Do you think the baseline of a webpage should be dependent also in the font color.

Let me be more specific:

Must the baseline be bigger when the font color is darker and vice verca?

I think your going to have to be even more specific lol

For example, does the baseline of a black text ought to be bigger than the baseline of a grey text?
Is that clear enough?

And by baseline do you mean default size? If so no color should not have any effect on color.

I do not quite understand the above.

Baseline is not exactly font size.
It is something else. Google it…it is a long story.

No, I think you need to be a little clearer. In [typography](https://en.wikipedia.org/wiki/Baseline_(typography), baseline is the line which most of the letters sit and the extenders (g/j/p/q/y) drop below. There’s nothing to be bigger about as there’s nothing displayable about it. It’s an invisible line upon which to lay the visible elements.

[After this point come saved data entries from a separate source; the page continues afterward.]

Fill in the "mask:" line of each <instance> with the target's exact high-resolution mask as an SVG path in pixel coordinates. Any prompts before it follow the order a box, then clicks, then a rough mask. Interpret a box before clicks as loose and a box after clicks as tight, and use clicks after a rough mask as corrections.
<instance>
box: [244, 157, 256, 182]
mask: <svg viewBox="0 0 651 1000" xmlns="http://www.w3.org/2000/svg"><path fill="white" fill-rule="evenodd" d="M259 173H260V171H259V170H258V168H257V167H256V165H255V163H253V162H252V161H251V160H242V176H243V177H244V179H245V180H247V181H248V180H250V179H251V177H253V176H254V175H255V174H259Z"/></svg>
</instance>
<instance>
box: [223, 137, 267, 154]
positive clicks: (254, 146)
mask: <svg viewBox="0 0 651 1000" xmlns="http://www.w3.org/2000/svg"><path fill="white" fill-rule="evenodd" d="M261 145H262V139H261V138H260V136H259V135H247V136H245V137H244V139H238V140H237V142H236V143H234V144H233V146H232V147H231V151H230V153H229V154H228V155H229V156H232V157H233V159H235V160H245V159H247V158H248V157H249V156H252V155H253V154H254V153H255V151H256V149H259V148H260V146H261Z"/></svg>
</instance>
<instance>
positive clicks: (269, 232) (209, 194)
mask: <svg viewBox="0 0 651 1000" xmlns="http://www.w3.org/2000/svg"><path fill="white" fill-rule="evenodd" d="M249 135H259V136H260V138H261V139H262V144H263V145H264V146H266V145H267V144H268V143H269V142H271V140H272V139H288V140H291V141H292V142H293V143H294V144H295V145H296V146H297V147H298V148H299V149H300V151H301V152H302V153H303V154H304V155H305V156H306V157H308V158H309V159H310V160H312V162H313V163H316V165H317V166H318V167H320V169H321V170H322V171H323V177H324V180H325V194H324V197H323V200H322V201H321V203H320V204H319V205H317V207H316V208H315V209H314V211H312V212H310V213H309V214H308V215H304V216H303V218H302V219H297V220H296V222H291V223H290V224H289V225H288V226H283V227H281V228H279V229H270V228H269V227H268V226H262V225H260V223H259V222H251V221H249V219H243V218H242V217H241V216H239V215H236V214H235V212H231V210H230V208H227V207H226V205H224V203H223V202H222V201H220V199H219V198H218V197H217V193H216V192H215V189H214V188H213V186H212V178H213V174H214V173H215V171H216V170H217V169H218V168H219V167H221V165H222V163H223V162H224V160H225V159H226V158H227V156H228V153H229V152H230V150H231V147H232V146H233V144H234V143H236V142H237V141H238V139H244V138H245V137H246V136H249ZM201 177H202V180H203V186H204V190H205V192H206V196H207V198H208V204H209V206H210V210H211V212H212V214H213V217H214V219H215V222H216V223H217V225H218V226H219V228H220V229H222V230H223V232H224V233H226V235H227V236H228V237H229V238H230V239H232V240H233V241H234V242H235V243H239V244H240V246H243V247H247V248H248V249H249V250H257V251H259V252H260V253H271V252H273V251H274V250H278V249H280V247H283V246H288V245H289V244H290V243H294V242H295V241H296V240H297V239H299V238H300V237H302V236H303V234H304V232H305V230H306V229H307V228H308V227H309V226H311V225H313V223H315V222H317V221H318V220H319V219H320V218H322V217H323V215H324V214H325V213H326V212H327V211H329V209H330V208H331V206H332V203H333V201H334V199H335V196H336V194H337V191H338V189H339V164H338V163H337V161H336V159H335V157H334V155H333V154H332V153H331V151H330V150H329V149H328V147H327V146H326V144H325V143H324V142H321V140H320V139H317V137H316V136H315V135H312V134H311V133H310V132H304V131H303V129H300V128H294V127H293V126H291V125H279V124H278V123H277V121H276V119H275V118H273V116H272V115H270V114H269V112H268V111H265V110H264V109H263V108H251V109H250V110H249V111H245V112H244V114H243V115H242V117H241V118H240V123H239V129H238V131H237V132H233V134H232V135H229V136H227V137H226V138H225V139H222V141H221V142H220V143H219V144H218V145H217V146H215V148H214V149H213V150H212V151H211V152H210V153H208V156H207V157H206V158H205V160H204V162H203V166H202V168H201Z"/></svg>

I think the original poster is referring to leading ( or in web-speak line-height). It took me a bit to figure out what he meant.

the answer is not really.

It has to do more with CONTRAST and what in print is called “gray space”.

So it gets complicated.

If you have low contrast headlines, you may not want to overpower them by having tight leading on your body copy. Of course the reverse also holds true, low contrast body copy with really high leading… can lose the eye. The key is to find a BALANCE that reflect hierarchy. It’s not as simple as dark = more.

ON a tangent, SMALL TEXT , can benefit from larger leading, but not too large. so if you must have 9px text please dont set a 10px line-height, it’s bound to give the users headaches. Yet you could get away with 26px text with 27px line-height.

Another thing to consider is the font itself. I tend to give tighter leading to san-serif type than i do to serif type (on the web, the reverse is true in print)

BTW

for high to medium contrast fonts, a good rule of thumb for line-height is 1.4-1.65.